じいさんよ、子供のたわごとに人の人生巻き込むなよ……
「なんつうか、その――――ホント、すんませんでしたー!!!」
心の底から土下座した。
が、すぐに引き起こされる。
「やめてください、坊! 俺らは、あのとき坊の舎弟になれてうれしかったんです!」
「そうっすよ! あのとき、めっちゃ他の組員に羨ましがられたんすよ!」
「そうっすそうっす! 先代が、『坊の舎弟になりたきゃ、今選ばれた連中を殺して成り上がりな』とかいうから、めっちゃ狙われて、それを返り討ちにしているうちにめっちゃ強くなりましたし」
「幸運にも手に入れた坊の舎弟の立場、他の奴らに渡すわけにはいかないっすからね! 命かけてでも守りますよ!」
そんなもの、ドブに捨てていただきたい。
「坊は相変わらずえげつなくて、容赦なくてカッコよかったです!! まるで先代みたいでした!!」
追い打ちをかけられた。
あんな根性の悪いじいさんと一緒にされるなんて、死にたい……
しかし、これからどうしよう。
この人たち、俺の舎弟か……腕に番号まで刻まれて、「いや、俺、関係ないです」って言ったら、ホント人でなしだよなぁ……
チラッと目の前にいる仁兄ちゃんを見る。
その視線に気が付いたのか、わざわざサングラスを外してこちらに笑いかけてくれた。
――ニタリ。
ぞわっとした。
ああ、このものごっつ怖い笑い、確かに仁兄ちゃんだ。
初めて見たときには泣き叫んだなー……
こんな寒気の走る笑顔、めったにないのに、どうして忘れてたんだろう……ウン、多分あれだな、あまりの怖さに自動消去されたんだな、夢に見そうだもん……

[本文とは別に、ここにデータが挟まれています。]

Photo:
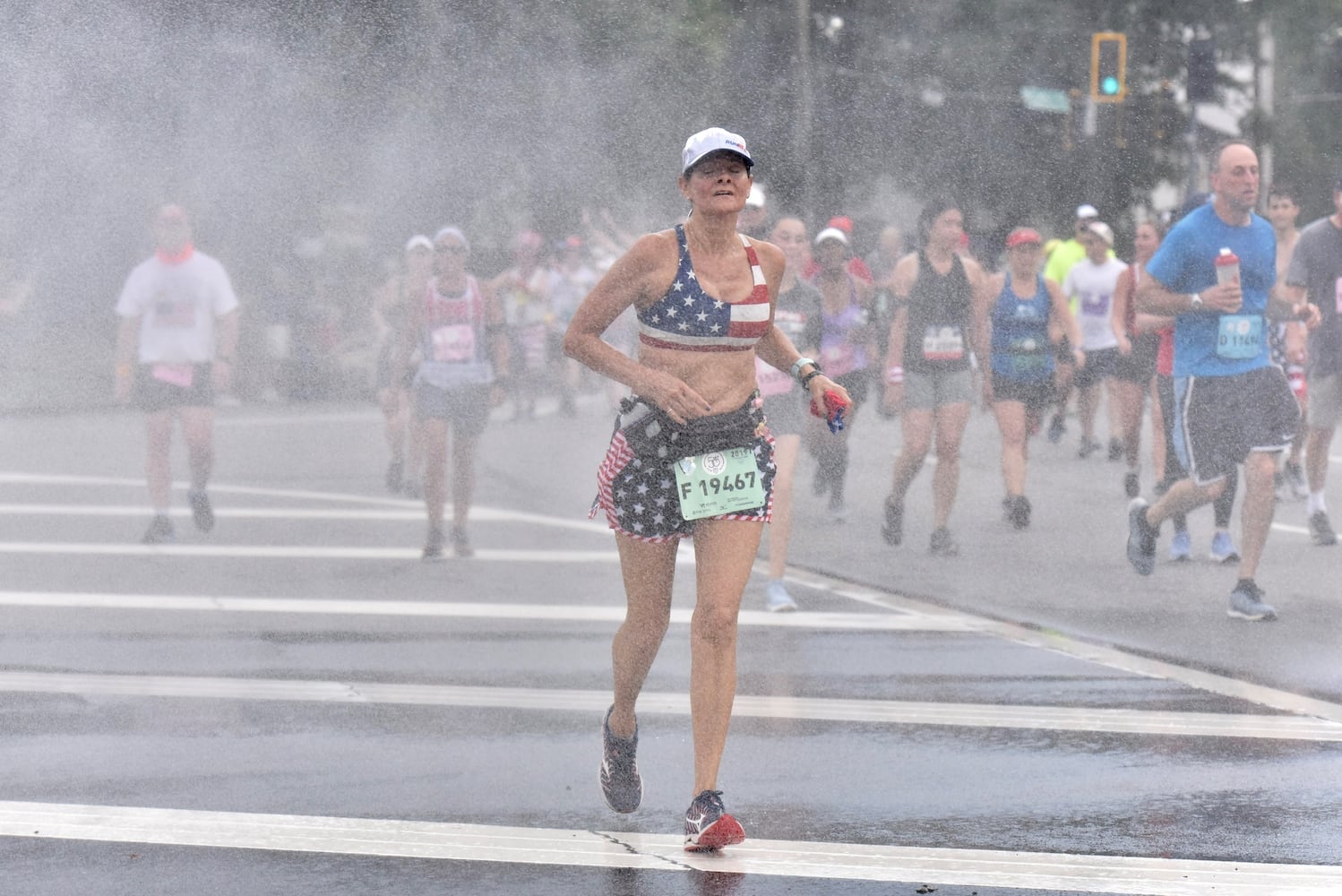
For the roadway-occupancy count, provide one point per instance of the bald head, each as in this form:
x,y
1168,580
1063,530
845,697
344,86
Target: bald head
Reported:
x,y
1234,181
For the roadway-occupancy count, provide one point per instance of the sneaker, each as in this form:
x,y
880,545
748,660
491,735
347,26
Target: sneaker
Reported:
x,y
942,545
709,826
160,531
1181,547
622,785
1223,549
200,510
434,545
1294,475
1056,426
892,530
1141,538
1320,530
1131,485
776,599
1019,513
1247,602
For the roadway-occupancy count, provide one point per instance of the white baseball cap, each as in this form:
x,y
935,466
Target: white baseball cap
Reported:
x,y
1102,229
711,141
831,234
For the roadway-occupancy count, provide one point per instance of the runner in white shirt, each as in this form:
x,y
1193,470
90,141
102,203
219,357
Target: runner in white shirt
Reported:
x,y
175,348
1091,285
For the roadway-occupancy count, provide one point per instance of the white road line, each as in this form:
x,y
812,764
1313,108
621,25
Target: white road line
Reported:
x,y
897,621
890,712
309,552
449,841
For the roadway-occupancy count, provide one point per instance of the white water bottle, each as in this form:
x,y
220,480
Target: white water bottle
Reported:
x,y
1226,267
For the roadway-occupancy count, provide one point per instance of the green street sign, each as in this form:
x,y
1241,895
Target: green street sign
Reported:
x,y
1045,99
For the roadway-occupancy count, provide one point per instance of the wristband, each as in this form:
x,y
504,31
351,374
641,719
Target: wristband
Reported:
x,y
799,364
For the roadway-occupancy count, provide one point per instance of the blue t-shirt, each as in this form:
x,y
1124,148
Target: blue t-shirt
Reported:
x,y
1183,263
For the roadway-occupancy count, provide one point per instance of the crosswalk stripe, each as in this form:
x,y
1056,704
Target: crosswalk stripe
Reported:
x,y
452,841
972,715
889,621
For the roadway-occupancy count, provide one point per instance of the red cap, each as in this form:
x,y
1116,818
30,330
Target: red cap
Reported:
x,y
1023,235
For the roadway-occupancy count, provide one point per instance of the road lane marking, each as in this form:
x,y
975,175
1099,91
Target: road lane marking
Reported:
x,y
1101,655
892,712
887,621
452,841
310,552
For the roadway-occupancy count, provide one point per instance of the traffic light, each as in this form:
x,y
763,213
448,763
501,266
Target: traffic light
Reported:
x,y
1201,70
1109,66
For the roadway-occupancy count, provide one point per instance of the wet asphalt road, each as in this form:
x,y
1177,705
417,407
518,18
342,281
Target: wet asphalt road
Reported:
x,y
895,722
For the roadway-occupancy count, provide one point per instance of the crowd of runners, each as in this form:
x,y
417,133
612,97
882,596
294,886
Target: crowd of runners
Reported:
x,y
738,342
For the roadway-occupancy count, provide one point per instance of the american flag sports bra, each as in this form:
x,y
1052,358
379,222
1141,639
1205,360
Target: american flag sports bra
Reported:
x,y
690,320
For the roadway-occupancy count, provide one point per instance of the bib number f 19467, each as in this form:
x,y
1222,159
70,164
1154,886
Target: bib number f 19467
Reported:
x,y
719,482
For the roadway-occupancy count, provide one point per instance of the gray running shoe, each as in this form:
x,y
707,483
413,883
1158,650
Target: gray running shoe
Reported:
x,y
709,826
1247,602
622,785
434,547
942,545
1141,538
1320,530
160,531
200,510
1223,549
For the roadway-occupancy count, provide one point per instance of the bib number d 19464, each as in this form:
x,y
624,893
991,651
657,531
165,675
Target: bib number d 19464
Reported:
x,y
1239,336
719,482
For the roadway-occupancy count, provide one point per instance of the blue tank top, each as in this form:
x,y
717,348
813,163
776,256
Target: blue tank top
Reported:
x,y
690,320
1020,346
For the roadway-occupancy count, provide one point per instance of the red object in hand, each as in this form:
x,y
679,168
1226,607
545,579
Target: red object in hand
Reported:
x,y
835,407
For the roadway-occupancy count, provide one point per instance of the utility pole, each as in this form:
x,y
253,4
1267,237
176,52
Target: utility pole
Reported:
x,y
1264,89
804,113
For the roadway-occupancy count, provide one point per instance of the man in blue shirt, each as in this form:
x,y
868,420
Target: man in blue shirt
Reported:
x,y
1232,405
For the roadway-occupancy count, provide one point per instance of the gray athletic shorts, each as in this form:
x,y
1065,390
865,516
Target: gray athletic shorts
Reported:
x,y
932,391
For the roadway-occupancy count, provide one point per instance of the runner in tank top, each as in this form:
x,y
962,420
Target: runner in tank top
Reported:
x,y
705,298
941,299
1026,312
847,350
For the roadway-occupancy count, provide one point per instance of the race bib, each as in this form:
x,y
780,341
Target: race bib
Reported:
x,y
1027,356
1096,304
175,375
454,342
175,315
719,482
772,381
943,343
1239,336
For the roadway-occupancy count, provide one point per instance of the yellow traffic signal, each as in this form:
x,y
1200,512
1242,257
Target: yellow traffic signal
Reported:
x,y
1109,66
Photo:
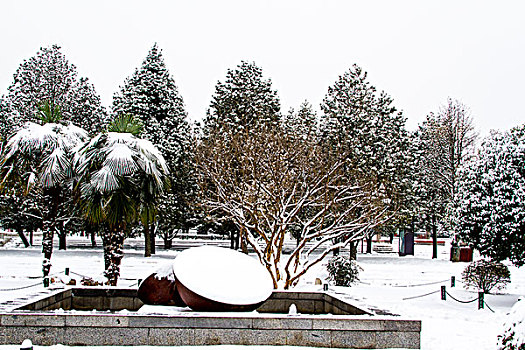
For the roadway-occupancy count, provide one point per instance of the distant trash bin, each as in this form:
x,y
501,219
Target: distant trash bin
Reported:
x,y
454,254
406,242
463,254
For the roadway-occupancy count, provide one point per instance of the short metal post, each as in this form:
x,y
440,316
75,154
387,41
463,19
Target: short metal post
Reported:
x,y
481,300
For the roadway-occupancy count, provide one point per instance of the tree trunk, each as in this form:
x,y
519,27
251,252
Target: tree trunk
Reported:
x,y
353,250
147,240
114,252
61,237
106,241
152,237
168,241
232,240
369,243
244,246
434,237
50,210
62,241
20,232
93,238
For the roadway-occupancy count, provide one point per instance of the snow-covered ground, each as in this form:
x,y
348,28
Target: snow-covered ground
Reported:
x,y
388,282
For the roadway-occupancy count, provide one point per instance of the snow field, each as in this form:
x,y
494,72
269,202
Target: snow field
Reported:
x,y
388,283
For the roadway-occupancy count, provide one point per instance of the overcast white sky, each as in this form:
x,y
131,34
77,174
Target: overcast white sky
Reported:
x,y
420,52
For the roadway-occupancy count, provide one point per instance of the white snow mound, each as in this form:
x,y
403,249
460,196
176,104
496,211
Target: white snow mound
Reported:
x,y
223,275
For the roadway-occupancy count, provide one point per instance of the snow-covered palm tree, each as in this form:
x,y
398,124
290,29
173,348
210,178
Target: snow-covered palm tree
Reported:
x,y
119,173
39,158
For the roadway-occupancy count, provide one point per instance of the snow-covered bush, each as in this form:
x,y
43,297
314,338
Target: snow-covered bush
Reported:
x,y
491,198
513,337
343,271
486,275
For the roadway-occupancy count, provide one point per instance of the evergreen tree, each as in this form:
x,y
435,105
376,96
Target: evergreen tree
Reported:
x,y
445,141
490,201
38,158
244,100
48,76
6,122
365,127
151,95
302,123
241,104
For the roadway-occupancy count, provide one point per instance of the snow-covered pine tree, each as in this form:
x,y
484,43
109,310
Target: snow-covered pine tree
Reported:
x,y
364,125
242,101
490,199
240,105
445,141
6,122
302,123
48,76
151,95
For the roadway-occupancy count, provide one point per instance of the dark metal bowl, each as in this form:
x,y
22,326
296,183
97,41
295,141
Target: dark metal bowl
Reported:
x,y
199,303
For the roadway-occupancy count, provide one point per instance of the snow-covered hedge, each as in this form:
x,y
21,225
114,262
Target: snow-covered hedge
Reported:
x,y
513,337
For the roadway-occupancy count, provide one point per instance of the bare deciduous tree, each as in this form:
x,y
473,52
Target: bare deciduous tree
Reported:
x,y
266,181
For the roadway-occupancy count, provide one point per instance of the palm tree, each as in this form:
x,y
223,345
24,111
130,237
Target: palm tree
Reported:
x,y
119,173
39,157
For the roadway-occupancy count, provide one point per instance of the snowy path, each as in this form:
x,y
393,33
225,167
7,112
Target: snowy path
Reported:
x,y
386,281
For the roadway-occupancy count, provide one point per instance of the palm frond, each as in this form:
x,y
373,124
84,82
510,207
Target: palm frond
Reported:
x,y
126,123
48,113
55,167
120,158
104,180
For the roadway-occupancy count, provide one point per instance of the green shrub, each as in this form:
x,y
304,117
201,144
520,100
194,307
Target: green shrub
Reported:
x,y
486,275
343,271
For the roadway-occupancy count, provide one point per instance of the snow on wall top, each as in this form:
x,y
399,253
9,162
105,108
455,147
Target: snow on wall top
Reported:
x,y
223,275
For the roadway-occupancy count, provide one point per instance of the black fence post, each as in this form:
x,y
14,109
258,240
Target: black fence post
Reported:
x,y
481,300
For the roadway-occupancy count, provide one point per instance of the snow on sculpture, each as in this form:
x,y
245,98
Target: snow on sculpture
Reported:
x,y
220,279
209,279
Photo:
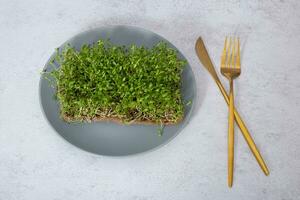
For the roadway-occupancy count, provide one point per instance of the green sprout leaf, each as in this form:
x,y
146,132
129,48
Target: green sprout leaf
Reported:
x,y
129,83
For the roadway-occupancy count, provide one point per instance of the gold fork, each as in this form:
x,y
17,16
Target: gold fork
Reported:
x,y
231,68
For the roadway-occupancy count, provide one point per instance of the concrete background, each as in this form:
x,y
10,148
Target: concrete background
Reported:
x,y
35,163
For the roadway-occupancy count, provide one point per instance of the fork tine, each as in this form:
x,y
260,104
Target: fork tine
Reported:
x,y
230,53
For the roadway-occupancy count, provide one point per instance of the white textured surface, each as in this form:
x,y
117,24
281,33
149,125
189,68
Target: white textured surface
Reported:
x,y
35,163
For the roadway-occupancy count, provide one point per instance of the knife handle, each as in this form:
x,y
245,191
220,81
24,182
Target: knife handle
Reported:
x,y
245,132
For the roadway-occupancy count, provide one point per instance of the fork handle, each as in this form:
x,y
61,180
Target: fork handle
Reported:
x,y
245,132
231,135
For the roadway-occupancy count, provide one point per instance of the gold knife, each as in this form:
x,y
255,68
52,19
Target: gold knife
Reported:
x,y
205,60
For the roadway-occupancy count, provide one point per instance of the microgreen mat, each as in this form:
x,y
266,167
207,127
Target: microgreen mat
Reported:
x,y
128,83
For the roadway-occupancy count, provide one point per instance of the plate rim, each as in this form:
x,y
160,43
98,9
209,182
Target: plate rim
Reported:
x,y
188,116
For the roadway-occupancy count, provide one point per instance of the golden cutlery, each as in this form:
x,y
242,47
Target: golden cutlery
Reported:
x,y
231,69
205,60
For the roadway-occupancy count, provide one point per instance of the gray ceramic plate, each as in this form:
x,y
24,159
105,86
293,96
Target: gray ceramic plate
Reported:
x,y
107,138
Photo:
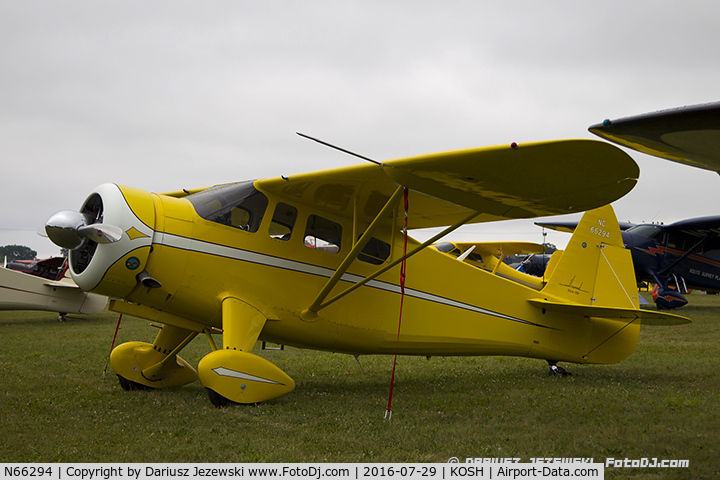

――強面で、笑顔も超怖いけど、仁兄ちゃんが、ものすごく俺と遊んでくれたことは覚えている。
じいさんにボコボコにされたときに慰めてくれたのも仁兄ちゃんだったし、俺に回し蹴りとか教えてくれたのも仁兄ちゃんだった。
「私の教えた回し蹴りの威力が上がっていて、驚きました。さすが坊」
――ああ、これぞまさに黒歴史……
「そういや、皆さん、すげえ制圧力でしたね……喫茶店のときも抗争が起きてるっていってましたけど、お客さんたちもその筋のひとたちなんでしょ? よく鎮圧できますね」
そう言うと、強面の連中が、てへへと照れたように笑う。
「いやあ、おれら北村組は、このへんではちょっと名の知れた武闘派組織ですから」
そりゃ、すごい。
――てか、ホント、なんで喫茶店やろうと思ったの?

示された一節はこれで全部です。